From this, we can conclude that all of the action occurs in loops so we should **look for loops in the code first**. Reading code is a matter of finding such templates in the code of a function, which immediately tells us the kind of operation or pattern the author intended.
Let's dig through some loop examples, trying to identify the high-level patterns and corresponding operations. The key elements to look for are the holes in the templates we studied. This usually means identifying the loop variable, the loop bounds, which data structure we're traversing, and the operation performed on the data elements. **The goal is to reverse engineer the intentions of the code author.**
**Exercise**: To get started, what is the operation corresponding to the code pattern in the `sum` function above?
**练习**:首先,上面的`sum`函数中的代码模式的对应操作是什么?
```python
sum=0.0
...
...
@@ -101,9 +103,9 @@ for x in data:
sum=sum+x
```
That's an accumulator.
那是一个累积器。
**Exercise**: Let's look at a loop where I have deliberately used crappy variable names so you have to focus at the functionality.
**练习**:让我们看一个循环,我故意使用蹩脚的变量名称,所以你必须专注于功能。
```python
foo=[]
...
...
@@ -111,9 +113,9 @@ for blah in blort:
foo.append(blah*2)
```
That's a map operation, which we can see from the initialization of an empty target list and the `foo.append(...)` call. The `blah * 2` is not relevant to finding the pattern other than the fact that the target list is a function of `blah`, which comes from the source list `blort`.

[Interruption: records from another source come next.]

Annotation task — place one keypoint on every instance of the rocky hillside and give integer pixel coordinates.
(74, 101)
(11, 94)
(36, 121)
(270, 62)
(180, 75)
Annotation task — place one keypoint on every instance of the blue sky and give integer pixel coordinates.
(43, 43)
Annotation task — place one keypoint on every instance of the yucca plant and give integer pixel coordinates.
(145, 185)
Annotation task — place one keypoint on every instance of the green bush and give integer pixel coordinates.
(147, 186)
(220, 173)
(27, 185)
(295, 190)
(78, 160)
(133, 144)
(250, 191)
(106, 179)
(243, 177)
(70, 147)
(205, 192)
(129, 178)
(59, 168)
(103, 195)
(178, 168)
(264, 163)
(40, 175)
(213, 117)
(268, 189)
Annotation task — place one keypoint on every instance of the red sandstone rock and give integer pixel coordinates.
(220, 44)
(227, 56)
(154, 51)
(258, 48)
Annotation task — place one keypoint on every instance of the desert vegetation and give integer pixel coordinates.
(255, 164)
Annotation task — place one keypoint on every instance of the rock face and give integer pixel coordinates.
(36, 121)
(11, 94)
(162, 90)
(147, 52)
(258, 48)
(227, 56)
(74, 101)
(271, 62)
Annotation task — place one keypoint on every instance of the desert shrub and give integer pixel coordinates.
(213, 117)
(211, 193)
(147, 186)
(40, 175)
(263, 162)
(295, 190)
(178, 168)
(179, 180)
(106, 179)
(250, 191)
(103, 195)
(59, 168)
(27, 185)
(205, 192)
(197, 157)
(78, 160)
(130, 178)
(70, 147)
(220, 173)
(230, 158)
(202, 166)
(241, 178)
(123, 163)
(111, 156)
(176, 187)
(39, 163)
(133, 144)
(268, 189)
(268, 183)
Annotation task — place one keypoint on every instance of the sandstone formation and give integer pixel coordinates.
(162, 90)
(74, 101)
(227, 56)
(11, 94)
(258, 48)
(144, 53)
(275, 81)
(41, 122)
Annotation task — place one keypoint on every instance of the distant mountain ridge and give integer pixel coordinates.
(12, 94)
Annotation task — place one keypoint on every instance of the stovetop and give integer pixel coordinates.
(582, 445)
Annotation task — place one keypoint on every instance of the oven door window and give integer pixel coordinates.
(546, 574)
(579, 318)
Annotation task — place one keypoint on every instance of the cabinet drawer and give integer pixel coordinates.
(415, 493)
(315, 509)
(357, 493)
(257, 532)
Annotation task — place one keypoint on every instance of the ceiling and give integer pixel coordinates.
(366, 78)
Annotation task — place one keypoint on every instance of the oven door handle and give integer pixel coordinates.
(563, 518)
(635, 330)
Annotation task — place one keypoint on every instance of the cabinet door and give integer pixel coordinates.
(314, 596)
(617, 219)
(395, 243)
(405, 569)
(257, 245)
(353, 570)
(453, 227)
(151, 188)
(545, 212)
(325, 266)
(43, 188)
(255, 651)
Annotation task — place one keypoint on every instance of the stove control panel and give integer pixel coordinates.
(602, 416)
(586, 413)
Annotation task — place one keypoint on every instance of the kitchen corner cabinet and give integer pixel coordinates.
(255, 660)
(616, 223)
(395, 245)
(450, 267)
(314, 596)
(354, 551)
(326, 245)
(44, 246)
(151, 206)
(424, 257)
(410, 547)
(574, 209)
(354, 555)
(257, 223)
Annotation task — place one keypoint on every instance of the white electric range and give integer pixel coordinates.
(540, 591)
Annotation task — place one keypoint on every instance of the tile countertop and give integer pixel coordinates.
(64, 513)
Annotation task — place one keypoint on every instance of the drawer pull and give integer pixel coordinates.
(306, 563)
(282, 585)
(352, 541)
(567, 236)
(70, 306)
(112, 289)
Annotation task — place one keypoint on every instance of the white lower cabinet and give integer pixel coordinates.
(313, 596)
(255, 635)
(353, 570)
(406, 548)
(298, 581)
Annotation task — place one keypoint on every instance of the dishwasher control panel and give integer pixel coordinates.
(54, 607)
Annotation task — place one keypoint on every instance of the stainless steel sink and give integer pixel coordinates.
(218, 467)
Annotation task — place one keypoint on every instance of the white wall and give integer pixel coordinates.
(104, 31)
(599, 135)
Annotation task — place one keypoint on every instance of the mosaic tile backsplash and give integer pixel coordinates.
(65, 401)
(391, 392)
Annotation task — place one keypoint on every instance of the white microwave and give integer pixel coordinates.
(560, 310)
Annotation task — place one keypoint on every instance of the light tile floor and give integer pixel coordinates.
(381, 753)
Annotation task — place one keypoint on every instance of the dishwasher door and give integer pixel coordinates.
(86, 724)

**Exercise**: What kind of loop (for-each, indexed, nested, etc...) do you see in the following code? What kind of high level operation is the code performing?
That's an indexed-loop that again does a map operation. The clue that it is an indexed loop is that the bounds are `range(len(foo))` which is giving a range of indices. Because of the `blort.append` and reference to `foo[boo]`, we know it is a map operation. We know that `foo` is a list of some kind because of the `[boo]` index operator.
**Exercise**: What high-level math operation is this code performing?
**练习**:此代码执行什么高级数学运算?
```python
foriinrange(n):
...
...
@@ -141,9 +143,9 @@ for i in range(n):
C[i][j]=A[i][j]+B[i][j]
```
Matrix addition. It's important here to recognize that a nested indexed-loop gives all combinations of the loop variables, `i` and `j`, in the range [0..n). One of the most common reasons to do this is to iterate through the elements of a matrix or an image. The answer here could also be image addition.